Fig. 5: Evaluation of serum stability, BBB penetration, and intravenous/subcutaneous pharmacokinetics of AG10-L2-Nal, naloxone, and naloxegol.

a Serum stability of AG10-L2-Nal was evaluated in mouse, rat, and human sera. AG10-L2-Nal (100 μM) was incubated in sera, and the concentration remaining in respective media was determined at 0 and 48 h using HPLC. Bar graphs represent the mean of % compound remaining ± s.d. (n = 3). b Brain to plasma ratios and c cerebrospinal fluid (CSF) to plasma ratios of AG10-L2-Nal, naloxegol, and naloxone. Male Sprague Dawley rats were dosed intravenously with 4.84 µmol/kg of test compounds (equivalent to 1.6 mg/kg, 3.2 mg/kg, and 4 mg/kg for naloxone, naloxegol, and AG10-L2-Nal, respectively). The plasma, brain tissue, and CSF were collected at 30 min after dosing. The ratio of the brain (ng/g) versus plasma concentration (ng/mL) is expressed as the percentage brain to plasma ratio. The ratio of the CSF (ng/mL) versus plasma concentration (ng/mL) is expressed as the percentage CSF to plasma ratio. Bar graphs show the respective mean (±s.d.) (n = 3 for each group).

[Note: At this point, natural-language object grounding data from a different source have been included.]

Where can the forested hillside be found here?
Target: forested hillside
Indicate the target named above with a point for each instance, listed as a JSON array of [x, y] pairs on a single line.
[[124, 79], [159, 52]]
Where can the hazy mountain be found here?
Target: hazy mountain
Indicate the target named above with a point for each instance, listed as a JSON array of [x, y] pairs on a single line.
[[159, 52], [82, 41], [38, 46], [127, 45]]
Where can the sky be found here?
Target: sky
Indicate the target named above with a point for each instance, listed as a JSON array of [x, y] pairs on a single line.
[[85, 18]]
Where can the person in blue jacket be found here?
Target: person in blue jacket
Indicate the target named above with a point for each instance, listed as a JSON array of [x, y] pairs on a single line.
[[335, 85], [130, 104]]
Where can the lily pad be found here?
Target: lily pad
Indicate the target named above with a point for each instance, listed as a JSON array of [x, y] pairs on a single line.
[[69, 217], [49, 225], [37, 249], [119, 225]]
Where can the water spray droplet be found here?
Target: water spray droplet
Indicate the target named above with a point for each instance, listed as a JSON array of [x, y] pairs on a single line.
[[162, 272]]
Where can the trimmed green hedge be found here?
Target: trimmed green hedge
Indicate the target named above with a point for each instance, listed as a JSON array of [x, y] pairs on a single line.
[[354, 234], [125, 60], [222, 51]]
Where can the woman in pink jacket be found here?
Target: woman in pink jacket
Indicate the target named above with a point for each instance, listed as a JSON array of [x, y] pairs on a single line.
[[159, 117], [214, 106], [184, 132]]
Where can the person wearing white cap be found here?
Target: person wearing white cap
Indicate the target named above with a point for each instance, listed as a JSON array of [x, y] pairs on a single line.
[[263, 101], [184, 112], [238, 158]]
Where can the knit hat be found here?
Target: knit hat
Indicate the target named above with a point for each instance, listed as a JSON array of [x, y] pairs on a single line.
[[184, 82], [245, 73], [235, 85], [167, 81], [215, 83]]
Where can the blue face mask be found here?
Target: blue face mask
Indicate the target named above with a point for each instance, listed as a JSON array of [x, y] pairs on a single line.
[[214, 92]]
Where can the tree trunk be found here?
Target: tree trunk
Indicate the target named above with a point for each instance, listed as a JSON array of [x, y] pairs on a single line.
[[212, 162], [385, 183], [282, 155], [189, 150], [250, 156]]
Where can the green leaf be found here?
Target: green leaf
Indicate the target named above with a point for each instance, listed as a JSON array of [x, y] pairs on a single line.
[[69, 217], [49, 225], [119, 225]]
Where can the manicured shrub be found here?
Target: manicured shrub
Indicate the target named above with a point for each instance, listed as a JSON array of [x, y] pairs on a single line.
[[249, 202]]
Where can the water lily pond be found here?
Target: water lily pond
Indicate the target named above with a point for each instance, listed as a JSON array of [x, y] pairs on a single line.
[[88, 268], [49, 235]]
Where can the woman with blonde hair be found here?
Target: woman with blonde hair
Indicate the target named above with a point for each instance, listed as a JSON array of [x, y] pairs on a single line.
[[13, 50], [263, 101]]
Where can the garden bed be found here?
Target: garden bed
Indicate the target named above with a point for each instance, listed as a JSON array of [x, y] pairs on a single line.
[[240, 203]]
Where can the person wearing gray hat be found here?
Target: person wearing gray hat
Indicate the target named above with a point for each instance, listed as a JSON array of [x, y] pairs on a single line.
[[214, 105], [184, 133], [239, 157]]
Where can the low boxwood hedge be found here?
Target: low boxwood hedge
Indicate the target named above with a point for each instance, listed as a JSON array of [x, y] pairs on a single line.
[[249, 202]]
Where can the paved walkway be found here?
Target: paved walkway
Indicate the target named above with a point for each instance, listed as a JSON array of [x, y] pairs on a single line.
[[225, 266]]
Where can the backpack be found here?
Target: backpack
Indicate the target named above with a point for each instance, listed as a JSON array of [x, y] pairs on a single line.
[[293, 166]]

Statistical differences were determined using one-way ANOVA followed by Tukey’s Post Hoc test (*P < 0.05 compared to naloxone). For the brain to plasma ratio experiment F(2,6) = 678.0, P < 0.0001 and for the CSF to plasma ratio experiment F(2,6) = 174.6, P < 0.0001. d a single intravenous bolus dose of 4.84 µmol/kg and e a single subcutaneous injection of 16 µmol/kg dose of antagonists (equivalent to 5.2 mg/kg, 10.4 mg/kg, and 13.2 mg/kg for naloxone, naloxegol, and AG10-L2-Nal, respectively) were administered to rats (n = 3 for each group). The concentration of the test compounds in plasma was determined at different time points and expressed as means ± s.d. of three biological replicates. Source data are provided as a Source Data file.